The last two weeks I have been serving and living in Lajas de Yaroa, Dominican Republic. I’ve been able to experience God’s unexplainable peace, joy, restoration, healing, and goodness. Before ministry begins for the day I’ve enjoyed sweet quiet times where I simply sit still and rest in His presence. 

There is a spot in particular that is my “go to” that just gives me life. It is on a cement roof that faces beautiful mountain ranges. The elevation of each mountain range increases as it moves further away in the horizon creating almost like a wall gradient of mountains. Nearer to the cement roof are palm trees that are constantly visited by singing birds that fly back and forth as they work together to intricately weave their new home. It is absolutely beautiful!

[That cement corner, on the bottom right, is where I sit :)]

I was reading through a devotional called “Listening Prayer” one morning. The day’s topic was about serving God with a whole heart. As I sat there, the Lord brought it to my attention that I had a divided heart. A heart that sometimes believes in the Lord, His Power, His sovereignty, His realness, His ability to heal, save and speak… But raging war is this other side that constantly questions and wonders if He is real, if He is powerful, if He can heal, if He can do miracles, if He does speak through the wind…

As I sat on the cement roof one morning, I discovered the tone that I want for this next year. I want this year to be one where I am not afraid to pray what seem impossible prayers and fully believe that I will see Him answer them. I have asked for 100% faith and I have a feeling that God has a lot in store for me.

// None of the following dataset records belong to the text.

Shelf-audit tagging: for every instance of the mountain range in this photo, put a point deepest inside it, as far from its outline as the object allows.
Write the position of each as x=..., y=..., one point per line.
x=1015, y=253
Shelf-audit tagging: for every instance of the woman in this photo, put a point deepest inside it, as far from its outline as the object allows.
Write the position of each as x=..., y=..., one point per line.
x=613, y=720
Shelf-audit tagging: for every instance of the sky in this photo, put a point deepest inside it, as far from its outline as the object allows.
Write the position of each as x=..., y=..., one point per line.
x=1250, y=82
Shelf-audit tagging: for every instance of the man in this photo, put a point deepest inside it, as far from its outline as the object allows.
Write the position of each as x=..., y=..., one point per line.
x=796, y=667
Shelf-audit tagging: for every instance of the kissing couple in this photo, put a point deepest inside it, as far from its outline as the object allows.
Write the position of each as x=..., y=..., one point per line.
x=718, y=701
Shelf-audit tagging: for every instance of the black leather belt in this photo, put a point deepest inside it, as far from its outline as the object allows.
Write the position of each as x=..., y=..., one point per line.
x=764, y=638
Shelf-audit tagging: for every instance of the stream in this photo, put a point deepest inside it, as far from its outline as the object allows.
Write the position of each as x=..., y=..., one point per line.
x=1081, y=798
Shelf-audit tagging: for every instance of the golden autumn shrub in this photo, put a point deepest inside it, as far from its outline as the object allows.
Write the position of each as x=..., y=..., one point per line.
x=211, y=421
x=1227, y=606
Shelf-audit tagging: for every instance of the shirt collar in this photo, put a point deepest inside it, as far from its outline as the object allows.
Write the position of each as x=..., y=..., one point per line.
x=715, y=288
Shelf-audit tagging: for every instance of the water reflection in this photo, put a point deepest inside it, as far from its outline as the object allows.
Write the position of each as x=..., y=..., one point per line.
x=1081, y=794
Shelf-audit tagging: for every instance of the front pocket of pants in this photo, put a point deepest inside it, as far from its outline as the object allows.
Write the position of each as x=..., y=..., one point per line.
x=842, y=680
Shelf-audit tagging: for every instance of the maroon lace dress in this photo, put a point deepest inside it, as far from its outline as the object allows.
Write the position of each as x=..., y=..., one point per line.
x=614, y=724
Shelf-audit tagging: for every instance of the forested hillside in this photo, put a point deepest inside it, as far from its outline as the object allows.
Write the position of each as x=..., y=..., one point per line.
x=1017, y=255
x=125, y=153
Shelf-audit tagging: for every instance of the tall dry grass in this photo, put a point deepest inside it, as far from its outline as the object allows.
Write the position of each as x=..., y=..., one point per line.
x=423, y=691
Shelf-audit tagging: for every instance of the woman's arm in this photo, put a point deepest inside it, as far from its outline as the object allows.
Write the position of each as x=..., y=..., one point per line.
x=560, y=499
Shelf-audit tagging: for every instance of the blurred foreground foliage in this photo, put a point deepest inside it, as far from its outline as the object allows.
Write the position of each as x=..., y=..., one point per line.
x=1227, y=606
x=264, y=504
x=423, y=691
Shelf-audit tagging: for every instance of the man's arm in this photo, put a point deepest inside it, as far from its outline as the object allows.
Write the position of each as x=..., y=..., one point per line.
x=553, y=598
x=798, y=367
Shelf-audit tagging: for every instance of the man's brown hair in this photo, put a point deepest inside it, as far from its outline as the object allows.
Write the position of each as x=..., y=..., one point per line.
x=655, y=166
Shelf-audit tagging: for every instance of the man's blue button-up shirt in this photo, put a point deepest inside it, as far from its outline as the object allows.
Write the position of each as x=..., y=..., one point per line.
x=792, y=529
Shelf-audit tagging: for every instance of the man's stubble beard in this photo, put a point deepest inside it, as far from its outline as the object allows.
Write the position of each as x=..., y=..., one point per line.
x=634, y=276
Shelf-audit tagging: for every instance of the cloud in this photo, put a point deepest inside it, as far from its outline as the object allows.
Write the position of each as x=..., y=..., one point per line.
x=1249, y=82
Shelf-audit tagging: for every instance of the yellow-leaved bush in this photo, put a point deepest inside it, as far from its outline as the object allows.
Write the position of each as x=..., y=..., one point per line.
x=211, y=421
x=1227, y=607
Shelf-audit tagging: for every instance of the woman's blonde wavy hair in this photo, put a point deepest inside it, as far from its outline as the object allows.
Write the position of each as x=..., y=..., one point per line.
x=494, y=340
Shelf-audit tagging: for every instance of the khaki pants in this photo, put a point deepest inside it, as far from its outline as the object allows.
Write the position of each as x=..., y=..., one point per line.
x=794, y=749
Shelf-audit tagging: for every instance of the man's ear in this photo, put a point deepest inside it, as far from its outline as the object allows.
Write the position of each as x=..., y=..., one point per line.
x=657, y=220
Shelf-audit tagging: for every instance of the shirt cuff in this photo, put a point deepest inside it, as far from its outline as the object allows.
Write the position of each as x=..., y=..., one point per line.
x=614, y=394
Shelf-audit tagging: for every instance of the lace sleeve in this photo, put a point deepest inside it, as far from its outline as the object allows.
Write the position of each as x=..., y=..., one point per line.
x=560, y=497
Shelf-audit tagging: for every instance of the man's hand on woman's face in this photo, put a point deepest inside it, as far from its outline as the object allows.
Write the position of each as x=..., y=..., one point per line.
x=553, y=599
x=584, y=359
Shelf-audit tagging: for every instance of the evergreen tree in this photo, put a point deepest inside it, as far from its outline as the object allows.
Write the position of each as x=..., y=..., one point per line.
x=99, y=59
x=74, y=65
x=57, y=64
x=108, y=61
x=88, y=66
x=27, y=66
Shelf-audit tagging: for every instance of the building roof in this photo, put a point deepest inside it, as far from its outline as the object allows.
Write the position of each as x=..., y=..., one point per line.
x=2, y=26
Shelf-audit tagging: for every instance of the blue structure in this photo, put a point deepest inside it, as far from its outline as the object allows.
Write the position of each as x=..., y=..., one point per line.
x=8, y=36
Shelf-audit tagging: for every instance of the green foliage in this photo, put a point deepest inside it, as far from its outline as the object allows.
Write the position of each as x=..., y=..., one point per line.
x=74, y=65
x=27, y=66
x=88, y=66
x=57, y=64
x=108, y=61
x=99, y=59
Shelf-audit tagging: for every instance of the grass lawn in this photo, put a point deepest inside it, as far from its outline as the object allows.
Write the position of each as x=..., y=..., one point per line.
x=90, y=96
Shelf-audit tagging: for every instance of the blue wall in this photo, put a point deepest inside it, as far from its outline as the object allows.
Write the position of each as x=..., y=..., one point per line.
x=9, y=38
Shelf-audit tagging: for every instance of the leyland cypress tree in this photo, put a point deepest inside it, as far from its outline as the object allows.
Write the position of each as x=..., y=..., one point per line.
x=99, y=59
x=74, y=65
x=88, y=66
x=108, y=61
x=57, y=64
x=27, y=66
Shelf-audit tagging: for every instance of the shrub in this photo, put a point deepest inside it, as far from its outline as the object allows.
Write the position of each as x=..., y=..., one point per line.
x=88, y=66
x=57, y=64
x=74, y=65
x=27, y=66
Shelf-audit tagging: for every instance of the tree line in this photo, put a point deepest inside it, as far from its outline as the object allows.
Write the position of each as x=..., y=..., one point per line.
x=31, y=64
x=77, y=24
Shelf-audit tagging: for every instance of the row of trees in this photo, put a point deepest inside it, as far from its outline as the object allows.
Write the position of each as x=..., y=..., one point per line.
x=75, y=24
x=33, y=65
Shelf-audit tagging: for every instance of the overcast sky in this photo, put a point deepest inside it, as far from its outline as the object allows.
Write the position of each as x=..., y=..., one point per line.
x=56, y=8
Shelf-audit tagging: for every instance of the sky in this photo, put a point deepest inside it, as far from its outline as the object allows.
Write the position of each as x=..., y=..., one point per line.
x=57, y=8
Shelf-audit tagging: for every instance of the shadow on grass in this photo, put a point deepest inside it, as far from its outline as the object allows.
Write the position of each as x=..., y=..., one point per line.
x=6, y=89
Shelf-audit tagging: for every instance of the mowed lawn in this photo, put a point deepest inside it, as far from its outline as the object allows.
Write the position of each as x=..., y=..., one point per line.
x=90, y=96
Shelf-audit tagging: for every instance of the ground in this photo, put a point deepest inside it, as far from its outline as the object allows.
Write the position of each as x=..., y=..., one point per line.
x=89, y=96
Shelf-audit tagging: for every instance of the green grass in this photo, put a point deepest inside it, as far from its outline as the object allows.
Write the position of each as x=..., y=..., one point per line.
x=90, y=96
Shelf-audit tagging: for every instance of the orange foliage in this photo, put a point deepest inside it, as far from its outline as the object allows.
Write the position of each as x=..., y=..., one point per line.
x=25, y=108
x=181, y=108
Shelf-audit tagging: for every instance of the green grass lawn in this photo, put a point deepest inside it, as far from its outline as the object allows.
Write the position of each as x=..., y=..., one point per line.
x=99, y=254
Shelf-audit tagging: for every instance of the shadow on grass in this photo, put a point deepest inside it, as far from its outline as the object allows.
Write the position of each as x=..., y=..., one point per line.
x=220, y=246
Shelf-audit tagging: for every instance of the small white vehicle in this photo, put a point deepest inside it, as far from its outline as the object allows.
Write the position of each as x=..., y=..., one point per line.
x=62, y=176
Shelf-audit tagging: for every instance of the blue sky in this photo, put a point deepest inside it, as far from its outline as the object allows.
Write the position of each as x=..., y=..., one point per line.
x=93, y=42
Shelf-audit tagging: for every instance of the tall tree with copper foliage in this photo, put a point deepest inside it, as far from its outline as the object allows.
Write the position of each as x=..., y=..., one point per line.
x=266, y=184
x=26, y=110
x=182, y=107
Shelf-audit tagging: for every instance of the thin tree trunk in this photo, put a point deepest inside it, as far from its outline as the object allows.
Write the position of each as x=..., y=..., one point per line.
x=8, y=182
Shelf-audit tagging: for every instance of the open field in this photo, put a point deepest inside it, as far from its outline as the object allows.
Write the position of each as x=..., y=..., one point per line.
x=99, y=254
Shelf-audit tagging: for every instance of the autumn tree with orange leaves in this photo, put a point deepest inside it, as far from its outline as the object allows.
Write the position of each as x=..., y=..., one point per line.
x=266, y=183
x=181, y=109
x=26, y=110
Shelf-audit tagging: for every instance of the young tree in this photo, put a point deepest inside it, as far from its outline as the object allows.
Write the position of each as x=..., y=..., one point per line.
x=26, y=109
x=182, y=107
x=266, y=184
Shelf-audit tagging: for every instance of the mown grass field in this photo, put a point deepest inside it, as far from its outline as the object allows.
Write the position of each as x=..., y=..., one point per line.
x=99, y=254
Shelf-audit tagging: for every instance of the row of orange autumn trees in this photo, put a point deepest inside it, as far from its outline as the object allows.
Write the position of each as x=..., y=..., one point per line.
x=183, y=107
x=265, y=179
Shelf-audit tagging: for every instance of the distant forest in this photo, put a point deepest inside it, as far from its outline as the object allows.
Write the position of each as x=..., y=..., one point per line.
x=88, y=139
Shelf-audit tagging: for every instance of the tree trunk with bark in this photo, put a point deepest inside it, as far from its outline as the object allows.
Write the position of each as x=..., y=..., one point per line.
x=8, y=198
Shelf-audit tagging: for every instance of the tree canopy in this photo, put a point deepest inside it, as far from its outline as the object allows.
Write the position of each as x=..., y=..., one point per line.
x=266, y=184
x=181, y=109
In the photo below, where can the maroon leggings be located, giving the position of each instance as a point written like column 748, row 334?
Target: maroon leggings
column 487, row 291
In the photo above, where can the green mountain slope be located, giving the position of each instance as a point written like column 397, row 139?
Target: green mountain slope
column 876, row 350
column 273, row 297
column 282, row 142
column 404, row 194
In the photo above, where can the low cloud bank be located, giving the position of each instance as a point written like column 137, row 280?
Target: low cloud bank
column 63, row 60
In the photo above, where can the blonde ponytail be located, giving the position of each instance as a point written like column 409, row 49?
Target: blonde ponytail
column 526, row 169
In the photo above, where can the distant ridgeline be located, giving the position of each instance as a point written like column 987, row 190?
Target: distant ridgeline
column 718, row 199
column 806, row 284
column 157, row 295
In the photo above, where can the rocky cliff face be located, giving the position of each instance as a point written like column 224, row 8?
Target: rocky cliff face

He has called me (well all of us) to seek Him with my (our) whole heart. This year my desire is to live undivided, fully believing that God is capable of ALL things.

Healing my Knee:

It was funny because a few days after this… God gave me an opportunity to exercise faith. I was sleeping in our room, which is composed of 11 bunk beds crammed together in one room. I sleep on a top bunk that is about 6 feet above the concrete floor.

One night (around 3:30 am) I was in deep sleep and turned over when in the next moment I feel like I am falling and then BOOOM! (YES, I FELL OFF THE BED! In a room with 19 girls! Hahahaha. How embarrassing! Guess you’re never too old for that). My team leader who sleeps underneath me screamed as she felt and heard me go down. The other girls were startled awake by: my team leader’s scream, the chatters as everyone tried to figure out what happened and if I was okay, or the large thump they heard when my body crashed the ground (my squad told me the entire room shook… I blame all the rice I’ve been eating, hahaha.)

Most of my weight ended up being carried by my knees & after all the commotion and the rush of adrenaline subsided, the pain in my knees kicked in full throttle.

Side note: It is incredible that after that fall all I have are two bruised knees! Praise the Lord! God truly kept me safe! He provided a backpack for my head to land on instead of it slamming on the cement floor. He also kept my body from ramming into the bunk bed framings on either side of me.

[I fell from the bed that has the clothesline (I have since then moved to a bottom bunk, hahaha) and my head landed on the purple backpack on the floor in between the two bunks.]

[Here is a current picture of the wound, which is about a week old, of one of my knees; it’s healing!]

I couldn’t sleep and if y’all don’t know, I hate pills so I refused to take painkillers. I told my teammate Kirsten & she prayed over my knees.

But the pain pressed on.

Then I decided to pray!

I prayed that:

  1. I would be able to fall asleep.
  2. That God would remove the pain.
  3. And that this incident would not keep me from being able to do ministry with the kids.

The response:

  1. I fell asleep!
  2. When I woke up, I did not feel anything. I began to move my legs to see if I could feel pain, NOTHING. I got up and sat crisscross-apple sauce and there was no pain. So then I got off the bed and began to jump up and down, NOT A HINT OF PAIN! AHHHH-MAZING! I was just floored (Ha!) God had healed me 🙂 
  3. Later on that day I began to feel pain again & I still have the scar/bruises, which are slowly recovering, but I was able to continue serving and do all the things I needed and wanted to do in and outside of ministry!

Isn’t He good? Won’t He do it? This is just the beginning guys. He has so much in store & I can’t wait to live this adventure with Him:) 

 

My prayer:

Lord, this year, lead me to live a life that is undivided. When reason wants to question your power help me combat those doubts with the Truth about your character and might. Thank you for teaching me this lesson on that wonderful spot on the roof; you blow me away.